À la cité, on connaît ces bouts de terrain. Une parcelle oubliée entre la grille et le bâtiment, un carré que personne n’entretient parce que personne ne le réclame. Les herbes y montent à hauteur d’homme. Les ronces tiennent le sol. Le lampadaire fait son travail au-dessus comme s’il y avait encore quelque chose à éclairer.
Et il y a quelque chose, justement. Pas grand-chose, mais quelque chose. La nature reprend ce que le bitume a oublié de couvrir. Pas en force — en patience.
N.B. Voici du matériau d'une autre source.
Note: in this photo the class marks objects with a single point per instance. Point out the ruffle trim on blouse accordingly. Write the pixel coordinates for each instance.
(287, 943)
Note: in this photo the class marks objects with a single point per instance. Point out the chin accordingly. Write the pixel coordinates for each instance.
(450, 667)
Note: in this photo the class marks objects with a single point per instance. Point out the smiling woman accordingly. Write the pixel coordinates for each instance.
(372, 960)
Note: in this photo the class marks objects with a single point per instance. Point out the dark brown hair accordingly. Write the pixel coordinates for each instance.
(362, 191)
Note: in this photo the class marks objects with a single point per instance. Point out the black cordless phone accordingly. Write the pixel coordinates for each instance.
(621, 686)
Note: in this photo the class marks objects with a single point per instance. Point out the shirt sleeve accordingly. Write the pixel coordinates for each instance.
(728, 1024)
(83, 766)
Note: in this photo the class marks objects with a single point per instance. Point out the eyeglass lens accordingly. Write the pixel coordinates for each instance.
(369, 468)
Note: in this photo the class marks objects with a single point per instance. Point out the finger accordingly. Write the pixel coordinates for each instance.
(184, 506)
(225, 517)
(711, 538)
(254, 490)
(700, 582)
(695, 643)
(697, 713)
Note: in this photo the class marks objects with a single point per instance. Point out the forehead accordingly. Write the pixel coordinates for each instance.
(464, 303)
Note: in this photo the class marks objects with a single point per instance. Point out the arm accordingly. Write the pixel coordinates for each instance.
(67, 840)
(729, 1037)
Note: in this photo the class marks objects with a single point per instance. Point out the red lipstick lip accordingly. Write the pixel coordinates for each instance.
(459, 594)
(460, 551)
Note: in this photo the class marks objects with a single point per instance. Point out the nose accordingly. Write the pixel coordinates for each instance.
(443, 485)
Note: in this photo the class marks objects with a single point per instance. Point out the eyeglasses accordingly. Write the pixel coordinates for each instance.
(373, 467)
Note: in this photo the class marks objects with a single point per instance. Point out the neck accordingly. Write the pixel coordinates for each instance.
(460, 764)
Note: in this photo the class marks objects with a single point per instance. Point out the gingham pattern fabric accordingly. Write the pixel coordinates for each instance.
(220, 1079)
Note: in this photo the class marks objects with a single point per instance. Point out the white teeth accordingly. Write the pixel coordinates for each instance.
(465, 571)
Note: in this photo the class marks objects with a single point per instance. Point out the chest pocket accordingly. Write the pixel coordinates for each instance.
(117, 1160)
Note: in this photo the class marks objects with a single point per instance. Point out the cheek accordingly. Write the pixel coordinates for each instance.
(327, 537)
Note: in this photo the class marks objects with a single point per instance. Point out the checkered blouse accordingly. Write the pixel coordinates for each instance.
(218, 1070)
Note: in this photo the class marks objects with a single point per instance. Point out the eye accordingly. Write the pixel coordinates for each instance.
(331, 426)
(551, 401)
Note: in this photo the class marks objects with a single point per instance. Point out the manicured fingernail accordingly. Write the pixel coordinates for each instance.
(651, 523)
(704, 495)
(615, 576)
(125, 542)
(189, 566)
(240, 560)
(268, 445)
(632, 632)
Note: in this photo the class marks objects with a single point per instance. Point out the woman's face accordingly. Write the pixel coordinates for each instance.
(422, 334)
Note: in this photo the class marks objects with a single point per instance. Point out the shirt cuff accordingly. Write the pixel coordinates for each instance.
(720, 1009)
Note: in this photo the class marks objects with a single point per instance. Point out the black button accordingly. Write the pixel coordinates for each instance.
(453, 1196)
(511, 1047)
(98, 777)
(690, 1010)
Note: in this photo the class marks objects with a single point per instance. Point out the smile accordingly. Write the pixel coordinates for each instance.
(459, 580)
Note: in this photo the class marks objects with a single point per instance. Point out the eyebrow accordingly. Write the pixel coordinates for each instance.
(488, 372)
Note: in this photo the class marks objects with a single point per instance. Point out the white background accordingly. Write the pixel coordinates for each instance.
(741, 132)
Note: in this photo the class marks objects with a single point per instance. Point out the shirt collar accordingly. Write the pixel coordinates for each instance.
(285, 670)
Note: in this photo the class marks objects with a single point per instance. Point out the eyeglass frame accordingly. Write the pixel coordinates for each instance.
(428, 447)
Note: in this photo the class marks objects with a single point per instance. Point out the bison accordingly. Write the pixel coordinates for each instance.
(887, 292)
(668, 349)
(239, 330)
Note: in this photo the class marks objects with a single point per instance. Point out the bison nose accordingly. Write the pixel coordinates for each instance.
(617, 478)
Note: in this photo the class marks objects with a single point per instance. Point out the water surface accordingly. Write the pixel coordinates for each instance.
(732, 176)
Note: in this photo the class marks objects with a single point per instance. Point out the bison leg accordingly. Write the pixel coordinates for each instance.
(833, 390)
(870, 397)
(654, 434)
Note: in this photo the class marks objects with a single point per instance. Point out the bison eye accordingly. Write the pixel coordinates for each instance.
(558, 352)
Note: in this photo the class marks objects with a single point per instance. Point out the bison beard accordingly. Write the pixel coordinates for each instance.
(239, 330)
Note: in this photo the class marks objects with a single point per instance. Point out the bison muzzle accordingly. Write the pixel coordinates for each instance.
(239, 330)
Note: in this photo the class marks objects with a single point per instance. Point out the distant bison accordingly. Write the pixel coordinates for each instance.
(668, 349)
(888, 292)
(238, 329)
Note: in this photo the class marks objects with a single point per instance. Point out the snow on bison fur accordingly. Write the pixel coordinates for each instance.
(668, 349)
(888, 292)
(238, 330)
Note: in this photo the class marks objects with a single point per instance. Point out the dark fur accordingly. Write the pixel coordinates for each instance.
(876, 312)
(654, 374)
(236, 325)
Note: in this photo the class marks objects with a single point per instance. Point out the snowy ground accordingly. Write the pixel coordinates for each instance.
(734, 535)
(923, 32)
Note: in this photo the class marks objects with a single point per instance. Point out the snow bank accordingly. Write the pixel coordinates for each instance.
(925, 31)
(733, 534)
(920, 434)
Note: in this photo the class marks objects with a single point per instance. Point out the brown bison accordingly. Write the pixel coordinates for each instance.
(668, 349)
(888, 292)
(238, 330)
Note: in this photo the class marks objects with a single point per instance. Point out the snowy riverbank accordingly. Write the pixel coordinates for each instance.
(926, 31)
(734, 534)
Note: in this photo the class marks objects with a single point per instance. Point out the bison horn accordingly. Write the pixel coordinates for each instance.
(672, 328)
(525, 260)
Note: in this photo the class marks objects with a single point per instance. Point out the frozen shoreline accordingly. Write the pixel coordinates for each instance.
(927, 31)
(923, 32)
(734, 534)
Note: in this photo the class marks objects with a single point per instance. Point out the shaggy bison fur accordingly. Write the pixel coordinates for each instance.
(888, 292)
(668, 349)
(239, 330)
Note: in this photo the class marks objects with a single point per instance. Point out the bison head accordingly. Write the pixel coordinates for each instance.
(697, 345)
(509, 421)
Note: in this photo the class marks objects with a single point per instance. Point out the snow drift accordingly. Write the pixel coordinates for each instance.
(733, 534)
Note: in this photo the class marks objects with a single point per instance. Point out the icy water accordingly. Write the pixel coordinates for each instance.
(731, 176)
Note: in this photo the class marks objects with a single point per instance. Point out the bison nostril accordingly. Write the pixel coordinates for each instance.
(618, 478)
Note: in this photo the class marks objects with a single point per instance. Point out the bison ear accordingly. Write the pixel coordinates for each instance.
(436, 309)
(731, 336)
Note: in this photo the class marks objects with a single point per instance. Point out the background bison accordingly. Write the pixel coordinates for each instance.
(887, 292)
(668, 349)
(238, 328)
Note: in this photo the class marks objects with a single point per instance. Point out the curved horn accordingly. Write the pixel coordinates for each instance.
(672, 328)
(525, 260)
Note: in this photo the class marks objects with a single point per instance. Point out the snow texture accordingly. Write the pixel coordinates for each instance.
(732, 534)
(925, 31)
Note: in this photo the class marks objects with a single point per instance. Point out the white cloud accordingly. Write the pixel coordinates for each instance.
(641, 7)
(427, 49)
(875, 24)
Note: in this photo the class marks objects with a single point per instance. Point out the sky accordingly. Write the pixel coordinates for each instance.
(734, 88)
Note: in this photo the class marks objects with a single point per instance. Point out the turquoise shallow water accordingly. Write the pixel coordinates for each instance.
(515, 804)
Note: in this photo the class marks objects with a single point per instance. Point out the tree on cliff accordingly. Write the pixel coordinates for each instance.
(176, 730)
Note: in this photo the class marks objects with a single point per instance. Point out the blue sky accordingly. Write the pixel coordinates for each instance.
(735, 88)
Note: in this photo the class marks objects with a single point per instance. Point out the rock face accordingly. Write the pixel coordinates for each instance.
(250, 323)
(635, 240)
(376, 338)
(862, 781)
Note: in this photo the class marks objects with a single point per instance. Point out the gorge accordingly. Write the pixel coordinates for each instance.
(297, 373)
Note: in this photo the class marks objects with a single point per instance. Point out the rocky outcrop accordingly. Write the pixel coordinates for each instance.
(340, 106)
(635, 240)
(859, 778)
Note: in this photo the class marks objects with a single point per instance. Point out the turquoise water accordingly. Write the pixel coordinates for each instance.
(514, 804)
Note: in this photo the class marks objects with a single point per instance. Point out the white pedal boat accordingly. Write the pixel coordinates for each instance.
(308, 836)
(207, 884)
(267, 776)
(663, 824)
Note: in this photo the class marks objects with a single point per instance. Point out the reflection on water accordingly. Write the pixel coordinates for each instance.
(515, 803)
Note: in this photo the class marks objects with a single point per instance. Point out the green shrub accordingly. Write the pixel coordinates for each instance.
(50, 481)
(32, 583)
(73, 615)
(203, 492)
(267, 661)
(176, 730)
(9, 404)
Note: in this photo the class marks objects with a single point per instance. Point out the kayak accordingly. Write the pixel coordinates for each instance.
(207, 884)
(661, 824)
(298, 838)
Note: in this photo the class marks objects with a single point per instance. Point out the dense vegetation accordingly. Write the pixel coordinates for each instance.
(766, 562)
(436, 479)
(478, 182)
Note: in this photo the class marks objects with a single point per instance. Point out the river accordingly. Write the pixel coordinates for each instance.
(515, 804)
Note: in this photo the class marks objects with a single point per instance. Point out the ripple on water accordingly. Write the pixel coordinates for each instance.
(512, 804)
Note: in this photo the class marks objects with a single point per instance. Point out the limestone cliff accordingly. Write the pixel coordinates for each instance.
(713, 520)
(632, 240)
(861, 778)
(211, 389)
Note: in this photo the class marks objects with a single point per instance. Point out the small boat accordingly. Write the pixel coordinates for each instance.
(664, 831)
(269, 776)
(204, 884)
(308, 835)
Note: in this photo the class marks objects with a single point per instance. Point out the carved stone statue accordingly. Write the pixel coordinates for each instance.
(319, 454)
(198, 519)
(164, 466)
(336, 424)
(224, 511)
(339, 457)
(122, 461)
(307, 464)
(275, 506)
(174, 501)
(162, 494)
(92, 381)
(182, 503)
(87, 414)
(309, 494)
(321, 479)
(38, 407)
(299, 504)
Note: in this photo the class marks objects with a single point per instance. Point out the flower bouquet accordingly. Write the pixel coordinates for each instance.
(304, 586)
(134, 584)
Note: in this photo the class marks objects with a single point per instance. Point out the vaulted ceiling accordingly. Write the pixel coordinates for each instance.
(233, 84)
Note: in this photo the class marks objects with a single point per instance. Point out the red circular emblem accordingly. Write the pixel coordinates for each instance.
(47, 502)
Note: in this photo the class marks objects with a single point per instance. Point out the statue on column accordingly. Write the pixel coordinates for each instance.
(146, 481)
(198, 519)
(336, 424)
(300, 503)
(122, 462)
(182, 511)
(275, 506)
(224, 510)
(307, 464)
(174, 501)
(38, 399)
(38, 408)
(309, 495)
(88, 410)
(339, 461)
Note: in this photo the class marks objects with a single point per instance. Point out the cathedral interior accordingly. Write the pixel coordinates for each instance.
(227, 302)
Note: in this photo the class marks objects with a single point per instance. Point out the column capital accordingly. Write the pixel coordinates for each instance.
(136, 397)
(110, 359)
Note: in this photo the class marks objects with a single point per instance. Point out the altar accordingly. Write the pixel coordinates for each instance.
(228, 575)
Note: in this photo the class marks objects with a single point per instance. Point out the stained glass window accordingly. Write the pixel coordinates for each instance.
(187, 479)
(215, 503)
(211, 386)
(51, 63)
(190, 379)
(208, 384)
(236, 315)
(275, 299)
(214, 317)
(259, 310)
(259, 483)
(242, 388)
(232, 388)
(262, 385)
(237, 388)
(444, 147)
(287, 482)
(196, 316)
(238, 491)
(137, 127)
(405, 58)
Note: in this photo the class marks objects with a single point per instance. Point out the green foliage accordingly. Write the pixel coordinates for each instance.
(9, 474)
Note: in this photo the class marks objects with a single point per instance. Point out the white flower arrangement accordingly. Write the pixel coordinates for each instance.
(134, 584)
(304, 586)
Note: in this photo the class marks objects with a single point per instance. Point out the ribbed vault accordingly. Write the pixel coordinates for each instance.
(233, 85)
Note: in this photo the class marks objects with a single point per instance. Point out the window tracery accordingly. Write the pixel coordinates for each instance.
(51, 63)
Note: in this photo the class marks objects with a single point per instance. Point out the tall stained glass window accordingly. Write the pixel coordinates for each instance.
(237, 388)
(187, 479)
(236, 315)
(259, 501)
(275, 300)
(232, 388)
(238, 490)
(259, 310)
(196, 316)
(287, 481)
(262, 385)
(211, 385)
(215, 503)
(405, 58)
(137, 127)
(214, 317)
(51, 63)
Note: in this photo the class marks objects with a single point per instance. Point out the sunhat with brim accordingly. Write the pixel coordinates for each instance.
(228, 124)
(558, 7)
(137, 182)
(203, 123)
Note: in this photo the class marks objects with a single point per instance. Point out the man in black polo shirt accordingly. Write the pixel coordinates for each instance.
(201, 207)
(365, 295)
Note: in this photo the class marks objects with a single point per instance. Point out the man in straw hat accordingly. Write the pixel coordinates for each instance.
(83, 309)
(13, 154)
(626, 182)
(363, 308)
Pendant qu’on dort dans les blocs, pendant qu’on roule sur la route d’à côté, les tiges poussent, les graines tombent, les saisons font leur cycle sans demander la permission au plan d’urbanisme.
Photographier ça, c’est dire ce qu’on évite de dire. Dans la ZUP, on a appris à confondre négligé et abandonné. Pourtant ce terrain-là n’est pas mort — il est juste laissé tranquille. Et c’est dans ces zones-là, celles que plus personne ne regarde, que la vie revient en premier. Faudrait peut-être qu’on apprenne à regarder ce qui pousse derrière la grille au lieu de toujours fixer le lampadaire.